L’Allemagne est devenue, au sein de l’UE, le plus grand territoire de travail précaire et de bas salaires. Des centaines de milliers d’employés doivent être supportés par des aides publiques. Un nombre croissant de retraités doivent travailler parce que leurs pensions sont trop basses. Des millions d’employés travaillent 45 heures par semaine ou beaucoup plus, pendant que plusieurs autres millions sont forcés à travailler à temps partiel. La valeur des heures supplémentaires non payées par an est au moins de 40 milliards d’euros – et ce sont seulement les heures supplémentaires documentées.

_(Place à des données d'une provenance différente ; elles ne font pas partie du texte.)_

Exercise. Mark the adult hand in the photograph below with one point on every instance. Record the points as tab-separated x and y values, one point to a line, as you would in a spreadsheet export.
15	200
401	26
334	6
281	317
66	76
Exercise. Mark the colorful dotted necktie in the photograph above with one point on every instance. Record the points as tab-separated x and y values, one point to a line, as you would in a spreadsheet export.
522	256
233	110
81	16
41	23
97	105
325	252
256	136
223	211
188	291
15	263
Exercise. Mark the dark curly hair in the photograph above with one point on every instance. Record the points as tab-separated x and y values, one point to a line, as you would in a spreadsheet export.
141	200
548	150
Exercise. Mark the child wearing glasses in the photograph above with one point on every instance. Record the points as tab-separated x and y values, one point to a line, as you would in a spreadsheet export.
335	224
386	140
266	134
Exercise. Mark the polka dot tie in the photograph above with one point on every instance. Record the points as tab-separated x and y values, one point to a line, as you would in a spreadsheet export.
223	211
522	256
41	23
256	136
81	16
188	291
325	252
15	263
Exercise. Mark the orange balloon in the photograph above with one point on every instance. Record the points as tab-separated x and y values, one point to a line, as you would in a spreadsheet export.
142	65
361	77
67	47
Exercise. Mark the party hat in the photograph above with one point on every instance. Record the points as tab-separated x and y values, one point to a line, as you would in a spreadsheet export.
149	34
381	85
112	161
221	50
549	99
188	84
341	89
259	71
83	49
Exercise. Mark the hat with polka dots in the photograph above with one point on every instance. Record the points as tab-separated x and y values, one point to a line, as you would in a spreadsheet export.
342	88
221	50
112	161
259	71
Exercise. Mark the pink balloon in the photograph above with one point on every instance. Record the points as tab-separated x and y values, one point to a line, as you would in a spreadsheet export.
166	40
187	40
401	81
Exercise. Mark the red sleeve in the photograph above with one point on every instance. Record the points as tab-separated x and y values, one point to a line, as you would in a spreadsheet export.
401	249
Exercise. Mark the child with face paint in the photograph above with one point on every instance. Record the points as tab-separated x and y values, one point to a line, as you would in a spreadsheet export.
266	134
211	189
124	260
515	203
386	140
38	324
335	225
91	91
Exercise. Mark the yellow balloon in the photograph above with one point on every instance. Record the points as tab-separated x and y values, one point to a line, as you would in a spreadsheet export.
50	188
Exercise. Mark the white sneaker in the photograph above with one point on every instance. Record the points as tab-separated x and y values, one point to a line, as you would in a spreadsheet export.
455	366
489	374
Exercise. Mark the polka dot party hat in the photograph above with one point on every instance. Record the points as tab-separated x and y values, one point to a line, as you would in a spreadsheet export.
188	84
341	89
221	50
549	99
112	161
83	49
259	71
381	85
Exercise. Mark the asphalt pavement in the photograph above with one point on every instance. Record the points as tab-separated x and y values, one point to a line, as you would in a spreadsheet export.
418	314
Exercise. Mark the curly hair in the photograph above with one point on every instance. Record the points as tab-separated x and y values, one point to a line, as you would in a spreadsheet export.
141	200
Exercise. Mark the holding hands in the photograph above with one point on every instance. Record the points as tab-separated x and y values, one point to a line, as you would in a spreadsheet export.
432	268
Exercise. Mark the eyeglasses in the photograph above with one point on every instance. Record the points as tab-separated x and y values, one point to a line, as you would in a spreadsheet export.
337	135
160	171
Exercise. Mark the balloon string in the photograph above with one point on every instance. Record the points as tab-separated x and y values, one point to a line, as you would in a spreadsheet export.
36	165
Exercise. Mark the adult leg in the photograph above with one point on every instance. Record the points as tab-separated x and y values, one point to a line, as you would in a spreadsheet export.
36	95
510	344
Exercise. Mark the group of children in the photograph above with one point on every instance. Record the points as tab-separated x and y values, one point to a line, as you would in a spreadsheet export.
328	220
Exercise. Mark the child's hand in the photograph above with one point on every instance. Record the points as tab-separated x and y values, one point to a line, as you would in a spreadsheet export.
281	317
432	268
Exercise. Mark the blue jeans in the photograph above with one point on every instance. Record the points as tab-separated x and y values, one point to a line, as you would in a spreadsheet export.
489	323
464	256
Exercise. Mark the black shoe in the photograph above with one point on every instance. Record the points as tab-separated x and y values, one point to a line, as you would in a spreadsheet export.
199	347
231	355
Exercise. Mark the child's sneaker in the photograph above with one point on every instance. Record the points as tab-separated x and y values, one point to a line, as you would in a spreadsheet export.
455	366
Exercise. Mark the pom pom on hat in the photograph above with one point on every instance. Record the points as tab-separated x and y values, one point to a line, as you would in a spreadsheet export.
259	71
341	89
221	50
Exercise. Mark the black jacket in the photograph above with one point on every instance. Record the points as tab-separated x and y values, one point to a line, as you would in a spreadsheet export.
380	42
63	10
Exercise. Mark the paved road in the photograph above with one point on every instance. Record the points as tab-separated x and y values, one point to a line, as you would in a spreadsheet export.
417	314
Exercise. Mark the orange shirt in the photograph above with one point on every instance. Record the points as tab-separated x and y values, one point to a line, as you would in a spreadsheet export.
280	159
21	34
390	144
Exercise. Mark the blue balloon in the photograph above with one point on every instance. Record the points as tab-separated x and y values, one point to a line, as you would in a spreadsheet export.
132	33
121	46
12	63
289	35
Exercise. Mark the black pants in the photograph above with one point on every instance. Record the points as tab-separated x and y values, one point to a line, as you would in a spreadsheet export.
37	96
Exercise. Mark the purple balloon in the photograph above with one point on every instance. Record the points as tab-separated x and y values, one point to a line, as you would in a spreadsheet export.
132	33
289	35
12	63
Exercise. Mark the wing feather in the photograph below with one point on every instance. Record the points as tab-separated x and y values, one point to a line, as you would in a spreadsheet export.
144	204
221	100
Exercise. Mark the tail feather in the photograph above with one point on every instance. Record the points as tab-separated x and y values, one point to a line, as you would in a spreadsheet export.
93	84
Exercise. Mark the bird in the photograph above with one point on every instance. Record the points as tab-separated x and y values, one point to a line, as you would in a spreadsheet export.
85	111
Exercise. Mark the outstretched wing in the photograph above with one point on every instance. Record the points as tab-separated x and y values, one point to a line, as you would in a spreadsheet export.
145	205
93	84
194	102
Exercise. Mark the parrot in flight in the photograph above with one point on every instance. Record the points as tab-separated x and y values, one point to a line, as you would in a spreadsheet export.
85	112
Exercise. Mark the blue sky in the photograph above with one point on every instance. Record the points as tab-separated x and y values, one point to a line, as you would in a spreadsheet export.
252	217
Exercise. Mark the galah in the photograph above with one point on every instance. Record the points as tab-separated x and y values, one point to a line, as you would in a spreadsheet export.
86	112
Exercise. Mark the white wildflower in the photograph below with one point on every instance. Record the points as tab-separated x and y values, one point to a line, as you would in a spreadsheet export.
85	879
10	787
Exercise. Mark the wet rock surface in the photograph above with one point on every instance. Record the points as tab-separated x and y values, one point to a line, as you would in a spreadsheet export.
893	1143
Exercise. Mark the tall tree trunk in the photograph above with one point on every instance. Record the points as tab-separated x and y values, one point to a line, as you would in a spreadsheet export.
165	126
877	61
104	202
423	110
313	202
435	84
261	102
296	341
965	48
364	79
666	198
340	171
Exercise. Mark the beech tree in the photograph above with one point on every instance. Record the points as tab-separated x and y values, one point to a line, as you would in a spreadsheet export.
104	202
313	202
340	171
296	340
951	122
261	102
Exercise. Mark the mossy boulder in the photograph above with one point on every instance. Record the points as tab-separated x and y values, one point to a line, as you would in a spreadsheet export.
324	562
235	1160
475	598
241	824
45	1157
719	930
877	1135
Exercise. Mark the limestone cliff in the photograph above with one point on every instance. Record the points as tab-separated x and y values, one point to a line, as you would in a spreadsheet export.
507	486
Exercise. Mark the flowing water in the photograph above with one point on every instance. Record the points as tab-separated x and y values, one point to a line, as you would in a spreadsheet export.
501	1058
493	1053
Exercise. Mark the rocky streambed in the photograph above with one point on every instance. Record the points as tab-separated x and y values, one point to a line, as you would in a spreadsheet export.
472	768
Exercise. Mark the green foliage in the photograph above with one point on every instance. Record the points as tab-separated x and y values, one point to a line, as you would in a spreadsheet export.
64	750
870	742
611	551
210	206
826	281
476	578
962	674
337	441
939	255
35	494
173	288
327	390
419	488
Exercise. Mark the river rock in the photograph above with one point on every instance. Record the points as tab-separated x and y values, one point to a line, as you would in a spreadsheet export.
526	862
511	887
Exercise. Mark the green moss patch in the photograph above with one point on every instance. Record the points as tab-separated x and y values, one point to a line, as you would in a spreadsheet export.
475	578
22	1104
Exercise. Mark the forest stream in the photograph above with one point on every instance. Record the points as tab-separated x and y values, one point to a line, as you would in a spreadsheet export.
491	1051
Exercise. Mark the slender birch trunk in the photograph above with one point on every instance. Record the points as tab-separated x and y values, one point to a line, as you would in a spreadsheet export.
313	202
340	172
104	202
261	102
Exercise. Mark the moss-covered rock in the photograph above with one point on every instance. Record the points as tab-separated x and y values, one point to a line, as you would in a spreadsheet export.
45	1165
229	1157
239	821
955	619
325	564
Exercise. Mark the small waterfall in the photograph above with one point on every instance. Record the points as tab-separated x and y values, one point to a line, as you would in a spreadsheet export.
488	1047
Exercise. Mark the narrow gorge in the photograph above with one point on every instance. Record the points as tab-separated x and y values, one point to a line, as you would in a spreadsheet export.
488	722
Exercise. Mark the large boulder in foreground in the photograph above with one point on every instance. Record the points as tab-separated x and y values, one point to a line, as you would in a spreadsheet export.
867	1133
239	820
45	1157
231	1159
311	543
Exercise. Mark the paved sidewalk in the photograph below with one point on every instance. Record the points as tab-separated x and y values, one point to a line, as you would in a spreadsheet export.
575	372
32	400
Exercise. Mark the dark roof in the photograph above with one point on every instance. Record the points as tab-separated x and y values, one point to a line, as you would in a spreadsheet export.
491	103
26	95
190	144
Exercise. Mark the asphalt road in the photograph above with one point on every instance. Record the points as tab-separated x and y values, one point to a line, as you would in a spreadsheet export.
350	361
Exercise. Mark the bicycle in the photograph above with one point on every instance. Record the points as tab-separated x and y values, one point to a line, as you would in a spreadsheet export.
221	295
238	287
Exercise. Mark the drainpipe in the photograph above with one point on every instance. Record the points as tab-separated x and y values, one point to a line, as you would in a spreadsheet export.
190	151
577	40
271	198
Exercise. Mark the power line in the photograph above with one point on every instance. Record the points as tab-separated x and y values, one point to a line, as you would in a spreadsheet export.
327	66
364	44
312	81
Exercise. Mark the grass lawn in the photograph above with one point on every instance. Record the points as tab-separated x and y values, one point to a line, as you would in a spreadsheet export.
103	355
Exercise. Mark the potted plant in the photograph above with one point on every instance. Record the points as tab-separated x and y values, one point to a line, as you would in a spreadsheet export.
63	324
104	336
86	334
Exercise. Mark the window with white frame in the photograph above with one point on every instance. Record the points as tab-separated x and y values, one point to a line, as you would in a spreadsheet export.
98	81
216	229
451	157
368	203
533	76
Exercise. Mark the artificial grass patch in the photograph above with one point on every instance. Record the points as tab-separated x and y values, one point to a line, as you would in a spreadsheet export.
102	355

Les chômeurs sont soumis à du chantage et en même temps ils sont instrumentalisés pour faire chanter ceux qui ont un job. Les employés des jobs-centers eux-mêmes sont débordés par la bureaucratie. Ils se démoralisent ou deviennent cyniques.

La pauvreté est en marche. En Allemagne, environ un millier de tables caritatives distribuent tous les jours des produits alimentaires pour une partie de ceux qui ont faim. La léthargie politique et culturelle se répand. La réceptivité des propos nationalistes et racistes est avivée.

Le mécanisme du dumping entre employés et chômeurs et entre entreprises se reproduit aussi à l’extérieur – entre les États membres de l’UE, par exemple entre l’Allemagne et la France. Ce dumping, par définition, n’arrive jamais à satisfaire les propriétaires. À cause de cela, le caractère démocratique, constitutionnel et social de la société est détruit.

Relance européenne pour les droits universels de l’homme

Comme en France, ce sont surtout des gouvernements socialistes ou social-démocrates qui implantent ce genre de « réformes ». Au Royaume-Uni, c’était Tony Blair avec son « New Labour ». En Allemagne, les propositions de telles « réformes » étaient déjà faites depuis les années 1980 par des membres du gouvernement chrétien-libéral. Mais c’est seulement le gouvernement social-démocrate et vert qui réussit à les imposer, grâce à ses relations américaines et à la complicité de hauts fonctionnaires et des syndicats.

L’UE connaît beaucoup de crises. Le Brexit par exemple est important surtout comme protestation – certainement pour des motifs très mixtes – des employés et des chômeurs contre une Europe injuste. La crise du travail et du non-travail de la majorité des peuples européens est la plus niée, la plus distordue de toutes les crises de l’UE, et aussi des États-Unis. Et c’est pourquoi il est absurde de combiner ces deux régions encore plus étroitement par des traités dits de libre commerce (TTIP, CETA).

Le capitalisme transatlantique ne peut pas et ne veut pas créer du travail pour tous. Et les jobs qu’il crée violent les droits universels de l’homme. La résistance contre la « loi travail » en France devrait donner enfin l’impulsion pour une résistance coordonnée en Europe, comme élément de la relance d’une Europe démocratique, constitutionnelle et sociale.